Conseil_12_mai_2026

Compte rendu du conseil municipal du 12 mai 2026

Le conseil municipal s’est réuni le mardi 12 mai 2026 à 18h30. Comme à l’accoutumée, la séance a été ouverte par un long préambule du Maire, d’une durée de plus de trente minutes, avant l’examen des points inscrits à l’ordre du jour.

 

1.   Un préambule à sens unique

 

Le Maire a consacré ce préambule à tenter de justifier la signature de la convention de concession gratuite de 12 places de parking, ses choix budgétaires et son action depuis ses précédents mandats. Loin d’ouvrir un débat contradictoire, ce propos liminaire a une nouvelle fois servi de tribune pour mettre en cause l’opposition et certains anciens adjoints, multiplier les attaques personnelles, notamment à l’encontre de M. GIRAUDEAU, et entretenir la polémique, plutôt que d’assumer un débat démocratique apaisé en séance.

 

Cette stratégie, désormais systématique en début de conseil, a une finalité claire : occuper la parole, empêcher l’échange, détourner l’attention des carences de gestion et de la difficulté du Maire à répondre précisément aux questions posées sur les finances, les choix budgétaires et les orientations pour la commune.

 

Le Maire est allé jusqu’à se présenter en victime, affirmant avoir trouvé en 2010 une situation financière exsangue, en déficit, lorsqu’il a repris la commune. Cette affirmation est factuellement inexacte. Mme Frédérique RÉA, cheffe du groupe d’opposition, l’a immédiatement contestée en rappelant, rapport à l’appui, que le budget 2010 avait été élaboré sous le contrôle de la Cour des comptes, qu’il était bénéficiaire et qu’il reprenait des excédents, tant en section de fonctionnement qu’en section d’investissement (annexe 1).

 

2.   Rappel du contexte budgétaire : DOB et budget 2026

 

Ce conseil du 12 mai s’inscrit dans la continuité des séances des 10, 28 et 29 avril 2026, au cours desquelles ont été organisés le Débat d’Orientation Budgétaire (DOB) et le vote du budget primitif 2026.

 

Le DOB, tenu le 10 avril, a été formellement « constaté » par une délibération du 28 avril, adoptée à la majorité malgré les critiques de l’opposition sur la pauvreté des éléments chiffrés et l’absence de véritable débat.

 

Le budget primitif 2026 a ensuite été adopté le 29 avril, en équilibre affiché mais au prix d’un usage massif des excédents précédents, d’une épargne brute devenue négative et d’une rigidité accrue des charges de personnel, ce que notre groupe a qualifié de « budget de transition dangereuse ».

 

C’est dans ce contexte déjà tendu que s’est tenu le conseil du 12 mai.

 

3.  Approbation des procès-verbaux des 28 et 29 avril 2026 : un refus assumé de corriger une erreur manifeste

 

Le point 3 de l’ordre du jour portait sur l’approbation des procès-verbaux des séances des 28 et 29 avril 2026.

 

Mme RÉA a demandé explicitement la modification du procès-verbal du 28 avril 2026, celui-ci comportant une mention erronée concernant sa démarche auprès de la préfecture et du Maire.

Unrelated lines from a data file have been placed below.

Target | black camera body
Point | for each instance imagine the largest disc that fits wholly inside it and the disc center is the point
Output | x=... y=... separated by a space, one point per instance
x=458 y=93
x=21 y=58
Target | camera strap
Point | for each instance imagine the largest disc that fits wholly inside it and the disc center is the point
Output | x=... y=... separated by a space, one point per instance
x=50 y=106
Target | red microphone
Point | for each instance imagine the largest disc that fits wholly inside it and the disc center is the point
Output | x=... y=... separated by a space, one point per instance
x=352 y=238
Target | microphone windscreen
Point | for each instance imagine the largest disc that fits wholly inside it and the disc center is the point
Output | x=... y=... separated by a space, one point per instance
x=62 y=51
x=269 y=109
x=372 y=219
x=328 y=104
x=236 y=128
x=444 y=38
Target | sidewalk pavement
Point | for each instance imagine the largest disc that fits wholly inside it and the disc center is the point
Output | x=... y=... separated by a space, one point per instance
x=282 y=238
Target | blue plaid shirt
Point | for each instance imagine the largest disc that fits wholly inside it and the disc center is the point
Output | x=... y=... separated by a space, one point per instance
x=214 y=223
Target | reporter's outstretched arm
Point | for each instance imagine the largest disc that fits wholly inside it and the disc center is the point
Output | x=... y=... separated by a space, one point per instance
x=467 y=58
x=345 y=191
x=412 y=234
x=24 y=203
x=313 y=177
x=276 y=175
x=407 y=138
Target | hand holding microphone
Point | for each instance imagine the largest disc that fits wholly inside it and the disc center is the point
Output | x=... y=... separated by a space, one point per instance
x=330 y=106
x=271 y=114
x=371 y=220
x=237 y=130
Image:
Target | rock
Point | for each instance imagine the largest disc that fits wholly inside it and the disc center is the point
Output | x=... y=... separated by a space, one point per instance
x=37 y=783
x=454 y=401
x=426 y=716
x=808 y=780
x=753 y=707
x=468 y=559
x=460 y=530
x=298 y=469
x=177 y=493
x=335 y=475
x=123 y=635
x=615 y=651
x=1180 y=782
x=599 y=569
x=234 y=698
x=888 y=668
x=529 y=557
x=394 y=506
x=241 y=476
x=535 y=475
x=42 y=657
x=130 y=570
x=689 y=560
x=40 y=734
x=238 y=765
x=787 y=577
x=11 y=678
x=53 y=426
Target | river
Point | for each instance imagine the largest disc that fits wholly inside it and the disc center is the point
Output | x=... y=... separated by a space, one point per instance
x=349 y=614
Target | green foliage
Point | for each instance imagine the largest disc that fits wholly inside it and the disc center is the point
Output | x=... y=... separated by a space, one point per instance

Le procès-verbal indique en effet que Mme RÉA aurait saisi la préfecture, avec copie au Maire (annexe 2), pour contester la procédure relative au DOB. Or, c’est exactement l’inverse : Mme RÉA a écrit au Maire, avec information à la Préfecture (annexe 3), précisément pour ne pas bloquer le budget ni le fonctionnement de la commune, et pour permettre, en amont, une correction de l’irrégularité relative à la délibération constatant la tenue du DOB.

 

Munie de la lettre remise en main propre au Maire le 15 avril, qui établit sans ambiguïté qu’elle a respecté la hiérarchie des responsabilités, elle a demandé la rectification du procès-verbal afin de rétablir les faits. Malgré cette preuve écrite, la majorité a refusé de corriger le document, votant massivement contre la demande de rectification.

 

Ce refus, en dépit d’un document produit à l’appui, constitue un précédent grave : il montre qu’une majorité municipale peut maintenir, dans un procès-verbal officiel, une mention contraire à la réalité, en toute connaissance de cause. Chacun peut mesurer ce que cela laisse présager pour la fidélité des comptes rendus sur des dossiers plus lourds, notamment financiers.

 

4.   CCAS et commissions communales : une nouvelle étape pour la participation de l’opposition

 

Les points 4 à 7 de l’ordre du jour étaient consacrés à la composition du conseil d’administration du CCAS ainsi qu’à la création et la composition des commissions communales, conformément à la réglementation en vigueur, qui impose désormais l’intégration des élus d’opposition dans ces instances de travail.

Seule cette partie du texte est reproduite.